Alors que la majorité des jeux d'horreur se cantonne à placer le joueur dans la peau d'un être humain poursuivi par une menace monstrueuse, Carrion inverse la tendance : depuis le 23 juillet 2020 sur PC, Xbox One et Nintendo Switch, c'est au tour du joueur de revêtir l'apparence de la bête. Face à ce contre-pied original orchestré par les développeurs de Phobia Studio, on ne peut qu'être curieux de ce Metroidvania en pixel art édité par Devolver Digital, l'un des maîtres des jeux indépendants actuels. Carrion réussit-il à nous donner la sensation d'incarner une puissante créature cauchemardesque sans tomber dans la facilité ? Réponse dans notre test !
Une progression branlante
Enfermé dans un complexe scientifique, le monstre – ce tas de chair répugnant que l'on incarne – fait tout pour retrouver sa liberté en s'infiltrant dans les conduits, en massacrant chercheurs et militaires et en saccageant chaque département de cette immense zone originalement destinée à son observation. L'histoire de Carrion se réduit à ces quelques lignes, et bien que dommageable, ce n'est guère très important : en déplaçant cet avatar sanguinolent de niveau en niveau, on comprend très vite ce qu'il faut faire sans se poser de question.
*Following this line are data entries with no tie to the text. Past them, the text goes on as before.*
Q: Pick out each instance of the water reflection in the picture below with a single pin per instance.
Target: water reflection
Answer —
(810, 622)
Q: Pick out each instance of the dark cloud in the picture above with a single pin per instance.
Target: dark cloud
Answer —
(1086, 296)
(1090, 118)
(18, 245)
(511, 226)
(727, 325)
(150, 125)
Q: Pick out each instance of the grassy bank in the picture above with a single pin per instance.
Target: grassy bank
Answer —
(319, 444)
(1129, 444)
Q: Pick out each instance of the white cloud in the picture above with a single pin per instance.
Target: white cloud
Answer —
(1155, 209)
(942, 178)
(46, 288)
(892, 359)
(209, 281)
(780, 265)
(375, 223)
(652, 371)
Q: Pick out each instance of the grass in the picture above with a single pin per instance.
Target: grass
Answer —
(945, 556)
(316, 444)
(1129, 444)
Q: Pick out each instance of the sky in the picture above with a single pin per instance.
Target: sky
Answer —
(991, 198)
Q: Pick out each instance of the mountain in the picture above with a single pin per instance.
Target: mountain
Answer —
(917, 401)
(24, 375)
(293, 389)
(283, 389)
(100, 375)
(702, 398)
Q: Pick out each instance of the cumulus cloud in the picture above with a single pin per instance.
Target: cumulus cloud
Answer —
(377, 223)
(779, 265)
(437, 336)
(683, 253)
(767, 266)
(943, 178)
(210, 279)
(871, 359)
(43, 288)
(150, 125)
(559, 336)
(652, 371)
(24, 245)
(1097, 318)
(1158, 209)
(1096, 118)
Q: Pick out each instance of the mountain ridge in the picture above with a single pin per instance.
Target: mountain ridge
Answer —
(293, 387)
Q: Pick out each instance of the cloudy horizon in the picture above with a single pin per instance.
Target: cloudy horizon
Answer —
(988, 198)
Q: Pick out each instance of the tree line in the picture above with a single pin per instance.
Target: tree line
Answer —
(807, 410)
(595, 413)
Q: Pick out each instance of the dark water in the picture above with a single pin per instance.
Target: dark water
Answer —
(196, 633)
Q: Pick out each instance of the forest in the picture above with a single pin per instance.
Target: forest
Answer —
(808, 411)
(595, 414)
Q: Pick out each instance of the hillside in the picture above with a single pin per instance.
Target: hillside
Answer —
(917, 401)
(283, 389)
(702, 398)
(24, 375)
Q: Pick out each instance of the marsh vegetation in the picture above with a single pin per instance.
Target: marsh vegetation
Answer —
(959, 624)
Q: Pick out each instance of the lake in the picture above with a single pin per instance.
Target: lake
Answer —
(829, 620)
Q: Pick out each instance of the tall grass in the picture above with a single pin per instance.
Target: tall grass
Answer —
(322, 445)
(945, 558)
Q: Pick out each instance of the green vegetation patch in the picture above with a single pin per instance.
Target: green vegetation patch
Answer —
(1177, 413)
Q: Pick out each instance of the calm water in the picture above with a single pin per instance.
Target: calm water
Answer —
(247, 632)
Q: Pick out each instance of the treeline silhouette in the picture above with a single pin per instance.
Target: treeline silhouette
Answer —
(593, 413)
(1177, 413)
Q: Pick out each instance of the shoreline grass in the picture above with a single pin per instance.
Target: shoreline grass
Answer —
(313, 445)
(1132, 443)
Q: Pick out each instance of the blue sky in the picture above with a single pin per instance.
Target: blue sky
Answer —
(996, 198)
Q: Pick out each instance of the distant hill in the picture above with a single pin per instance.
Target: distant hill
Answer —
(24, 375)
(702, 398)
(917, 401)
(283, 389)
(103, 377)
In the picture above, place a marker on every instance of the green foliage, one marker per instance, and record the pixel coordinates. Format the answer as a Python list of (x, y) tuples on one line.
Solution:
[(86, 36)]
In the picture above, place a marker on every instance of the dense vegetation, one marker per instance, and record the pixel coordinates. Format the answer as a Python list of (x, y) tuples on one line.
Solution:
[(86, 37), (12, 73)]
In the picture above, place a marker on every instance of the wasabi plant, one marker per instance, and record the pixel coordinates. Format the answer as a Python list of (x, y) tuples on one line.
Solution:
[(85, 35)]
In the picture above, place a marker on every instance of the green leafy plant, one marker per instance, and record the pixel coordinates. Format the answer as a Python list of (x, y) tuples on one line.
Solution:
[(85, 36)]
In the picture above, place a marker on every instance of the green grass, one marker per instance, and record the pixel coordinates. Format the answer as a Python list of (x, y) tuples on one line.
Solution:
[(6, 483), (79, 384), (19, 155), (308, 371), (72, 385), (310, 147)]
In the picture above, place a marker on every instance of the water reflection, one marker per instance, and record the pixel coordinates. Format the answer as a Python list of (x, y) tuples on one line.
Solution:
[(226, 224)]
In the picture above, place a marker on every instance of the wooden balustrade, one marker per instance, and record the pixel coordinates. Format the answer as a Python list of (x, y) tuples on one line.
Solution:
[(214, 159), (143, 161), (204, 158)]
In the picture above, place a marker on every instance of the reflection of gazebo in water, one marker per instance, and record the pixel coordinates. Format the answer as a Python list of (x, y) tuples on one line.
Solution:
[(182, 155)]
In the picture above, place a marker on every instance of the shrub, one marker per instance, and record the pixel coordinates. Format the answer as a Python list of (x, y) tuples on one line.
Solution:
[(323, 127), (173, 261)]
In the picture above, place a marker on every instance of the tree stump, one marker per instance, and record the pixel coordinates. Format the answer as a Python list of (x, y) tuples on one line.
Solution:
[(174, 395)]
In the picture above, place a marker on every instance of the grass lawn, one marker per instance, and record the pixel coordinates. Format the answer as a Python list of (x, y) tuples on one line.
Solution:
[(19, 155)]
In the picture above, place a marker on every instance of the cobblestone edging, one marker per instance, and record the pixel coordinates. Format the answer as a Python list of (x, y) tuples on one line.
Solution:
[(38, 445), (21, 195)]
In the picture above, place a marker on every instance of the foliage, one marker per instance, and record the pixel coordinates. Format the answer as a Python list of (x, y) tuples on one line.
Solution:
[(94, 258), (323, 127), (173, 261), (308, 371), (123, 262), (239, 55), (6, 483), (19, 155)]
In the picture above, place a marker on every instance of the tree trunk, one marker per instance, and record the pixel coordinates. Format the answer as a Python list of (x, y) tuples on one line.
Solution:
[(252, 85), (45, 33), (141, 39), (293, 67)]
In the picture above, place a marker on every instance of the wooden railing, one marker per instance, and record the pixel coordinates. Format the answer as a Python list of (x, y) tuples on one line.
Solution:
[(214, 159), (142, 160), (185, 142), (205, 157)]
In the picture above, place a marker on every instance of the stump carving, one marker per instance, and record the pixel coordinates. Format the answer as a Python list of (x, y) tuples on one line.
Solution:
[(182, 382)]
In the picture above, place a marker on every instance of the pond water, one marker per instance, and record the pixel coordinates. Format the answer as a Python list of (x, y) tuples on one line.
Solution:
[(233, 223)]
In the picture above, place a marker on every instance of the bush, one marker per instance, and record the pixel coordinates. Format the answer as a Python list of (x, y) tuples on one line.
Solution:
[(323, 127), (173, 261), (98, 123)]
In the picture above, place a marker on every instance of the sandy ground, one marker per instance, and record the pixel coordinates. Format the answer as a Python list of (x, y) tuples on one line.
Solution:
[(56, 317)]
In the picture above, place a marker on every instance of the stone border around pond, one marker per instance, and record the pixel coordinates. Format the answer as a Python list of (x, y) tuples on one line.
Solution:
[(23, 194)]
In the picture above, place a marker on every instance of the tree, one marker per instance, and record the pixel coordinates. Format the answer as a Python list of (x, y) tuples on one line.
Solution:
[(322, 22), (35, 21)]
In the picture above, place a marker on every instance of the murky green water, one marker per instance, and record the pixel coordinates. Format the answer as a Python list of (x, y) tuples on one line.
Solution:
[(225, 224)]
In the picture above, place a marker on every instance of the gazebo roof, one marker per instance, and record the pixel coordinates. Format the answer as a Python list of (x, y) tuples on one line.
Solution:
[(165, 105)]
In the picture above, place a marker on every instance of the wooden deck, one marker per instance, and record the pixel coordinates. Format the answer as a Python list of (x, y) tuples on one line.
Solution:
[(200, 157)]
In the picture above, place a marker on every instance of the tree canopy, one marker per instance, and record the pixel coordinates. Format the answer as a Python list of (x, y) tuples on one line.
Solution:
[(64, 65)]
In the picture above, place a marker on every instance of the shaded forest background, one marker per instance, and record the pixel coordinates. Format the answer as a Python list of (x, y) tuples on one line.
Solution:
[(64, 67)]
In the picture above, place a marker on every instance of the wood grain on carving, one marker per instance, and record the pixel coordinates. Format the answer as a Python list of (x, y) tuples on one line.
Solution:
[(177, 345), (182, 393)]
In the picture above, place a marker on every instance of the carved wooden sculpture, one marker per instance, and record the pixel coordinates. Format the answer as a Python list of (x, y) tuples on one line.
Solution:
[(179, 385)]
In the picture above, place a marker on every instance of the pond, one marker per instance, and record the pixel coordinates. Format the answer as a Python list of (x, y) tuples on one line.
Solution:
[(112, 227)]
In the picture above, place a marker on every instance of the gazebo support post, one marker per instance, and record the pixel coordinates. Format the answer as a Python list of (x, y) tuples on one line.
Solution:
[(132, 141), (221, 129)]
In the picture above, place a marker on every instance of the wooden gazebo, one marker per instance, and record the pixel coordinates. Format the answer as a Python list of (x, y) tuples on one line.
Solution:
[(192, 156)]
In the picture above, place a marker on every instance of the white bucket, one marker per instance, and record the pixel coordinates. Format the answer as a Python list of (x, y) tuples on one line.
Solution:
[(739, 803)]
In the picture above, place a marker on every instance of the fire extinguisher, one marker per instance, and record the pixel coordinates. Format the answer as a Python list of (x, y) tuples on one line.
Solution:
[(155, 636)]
Comme dans tout Metroidvania, le joueur visite plusieurs tableaux – beaucoup d'entre eux étant d'ailleurs très petits et très rapides à parcourir – et doit ici chercher des conteneurs de mutagènes qui offrent de nouvelles compétences lui permettant de débloquer différents passages. Même si le jeu demande au joueur de passer plusieurs fois à des endroits qu'il connaît déjà, la progression au sein du complexe est surprenamment linéaire, et le fait que le monstre n'ait pas de carte pour se repérer, en plus d'être plutôt logique, n'est donc pas dérangeant dans un premier temps. Il dispose cependant d'une capacité d'écholocalisation qui ne dévoile que les positions des crevasses de pullulement – les points de sauvegarde du jeu qu'il faut impérativement dénicher et infecter pour ouvrir l'accès à de nouvelles zones.
Il faut toujours infecter toutes les crevasses de pullulement d'une zone pour ouvrir l'accès à un nouvel endroit du complexe – la progression se limite à cette mécanique très répétitive.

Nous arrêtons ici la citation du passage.